W. Wu, Y. He, P.W. Gage, John Curtin School of Medical Research, The Australian National University, Canberra, Act, Australia

It is believed a marked rise in intracellular Ca2+ concentration ([Ca2+]i) is the leading cause of irreversible cell damage during hypoxia. There is increasing evidence that an increase in intracellular Na+ concentration ([Na+]i) is also involved. Whether there is a relationship between the rises in [Na+]i and [Ca2+]i remains controversial. We have studied this relationship in cultured hippocampal neurons (cells were obtained from rapidly decapitated newborn rats) by recording [Ca2+]i before and during hypoxia or exposure to ion channel blockers in cultured hippocampal neurons using the Ca2+ indicator fluo-3-AM. The fluorescence of fluo-3 was monitored within single cells before and during hypoxia to track changes in [Ca2+]i. It has been shown that low concentrations of the Na+ channel blockers TTX (1 nM) or lidocaine (10 nM) block persistent Na+ current but not the transient, inactivating Na+ current responsible for action potentials1. We found that these drugs effectively blocked the hypoxic rise in [Ca2+]i. In contrast, blocking Ca2+ channels with cadmium (100µM) did not prevent the hypoxic rise in [Ca2+]i. These results suggest that the persistent Na+ influx is making a major contribution to the [Ca2+]i rise during hypoxia. A rise in [Na+]i could influence [Ca2+]i by influencing removal of Ca2+ from cells by the Na+-Ca2+ exchanger. To test this hypothesis, we examined the effect of an Na+-Ca2+ exchanger inhibitor, KB-R7943 (5 ì M), and found that it reduced the hypoxic rise in [Ca2+]i.
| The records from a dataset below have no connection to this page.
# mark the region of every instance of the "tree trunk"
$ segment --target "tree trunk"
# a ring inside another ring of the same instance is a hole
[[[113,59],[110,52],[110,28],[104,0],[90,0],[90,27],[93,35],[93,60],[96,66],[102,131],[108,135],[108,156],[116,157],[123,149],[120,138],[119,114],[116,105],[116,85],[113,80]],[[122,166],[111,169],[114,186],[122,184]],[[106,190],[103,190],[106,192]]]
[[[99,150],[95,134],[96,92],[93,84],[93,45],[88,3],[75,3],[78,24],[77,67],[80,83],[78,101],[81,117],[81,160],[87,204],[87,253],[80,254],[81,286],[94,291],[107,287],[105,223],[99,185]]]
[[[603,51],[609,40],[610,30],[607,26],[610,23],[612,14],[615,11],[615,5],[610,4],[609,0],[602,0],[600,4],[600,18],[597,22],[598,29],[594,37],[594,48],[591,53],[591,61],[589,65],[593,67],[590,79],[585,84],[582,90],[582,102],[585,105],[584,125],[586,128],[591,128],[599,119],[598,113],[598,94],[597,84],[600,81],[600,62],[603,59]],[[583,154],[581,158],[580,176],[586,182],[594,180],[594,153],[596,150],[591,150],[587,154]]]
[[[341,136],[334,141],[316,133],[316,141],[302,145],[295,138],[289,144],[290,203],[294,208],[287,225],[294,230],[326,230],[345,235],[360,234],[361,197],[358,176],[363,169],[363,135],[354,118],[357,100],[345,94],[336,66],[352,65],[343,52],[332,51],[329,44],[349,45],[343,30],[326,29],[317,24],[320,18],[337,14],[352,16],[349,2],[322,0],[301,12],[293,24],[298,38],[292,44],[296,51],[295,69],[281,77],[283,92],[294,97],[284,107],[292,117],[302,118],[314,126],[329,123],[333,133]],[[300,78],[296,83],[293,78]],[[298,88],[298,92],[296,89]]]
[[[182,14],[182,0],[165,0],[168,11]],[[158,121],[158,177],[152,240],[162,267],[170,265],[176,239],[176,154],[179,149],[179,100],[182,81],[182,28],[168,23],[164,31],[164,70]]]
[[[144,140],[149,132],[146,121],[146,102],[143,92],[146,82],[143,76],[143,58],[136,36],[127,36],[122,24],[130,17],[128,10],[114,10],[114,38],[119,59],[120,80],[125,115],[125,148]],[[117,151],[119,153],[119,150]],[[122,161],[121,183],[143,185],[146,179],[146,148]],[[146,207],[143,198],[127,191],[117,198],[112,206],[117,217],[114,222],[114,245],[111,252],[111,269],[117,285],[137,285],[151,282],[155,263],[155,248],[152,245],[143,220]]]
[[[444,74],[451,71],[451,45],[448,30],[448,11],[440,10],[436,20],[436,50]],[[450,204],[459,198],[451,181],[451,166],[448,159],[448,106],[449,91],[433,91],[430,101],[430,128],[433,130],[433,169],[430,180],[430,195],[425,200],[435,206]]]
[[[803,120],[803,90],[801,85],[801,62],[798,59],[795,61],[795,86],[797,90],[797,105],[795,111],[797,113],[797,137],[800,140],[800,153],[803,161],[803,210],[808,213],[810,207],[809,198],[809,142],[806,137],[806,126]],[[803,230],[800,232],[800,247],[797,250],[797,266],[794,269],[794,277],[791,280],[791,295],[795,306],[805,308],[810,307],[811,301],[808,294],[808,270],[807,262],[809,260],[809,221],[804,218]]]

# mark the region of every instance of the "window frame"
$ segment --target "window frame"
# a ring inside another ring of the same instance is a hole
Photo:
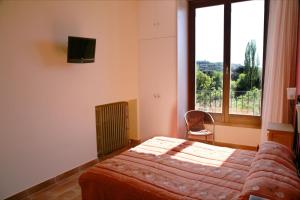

These results support the hypothesis that hypoxia causes an increase in [Ca2+]i by increasing persistent Na+ current and consequently [Na+]i and this then depresses removal of Ca2+ so that [Ca2+]i rises.

(1) 1. Hammarstrom AK and Gage PW. Inhibition of oxidative metabolism increases persistent sodium current in rat CA1 hippocampal neurons. J Physiol 510 ( Pt 3): 735-741, 1998.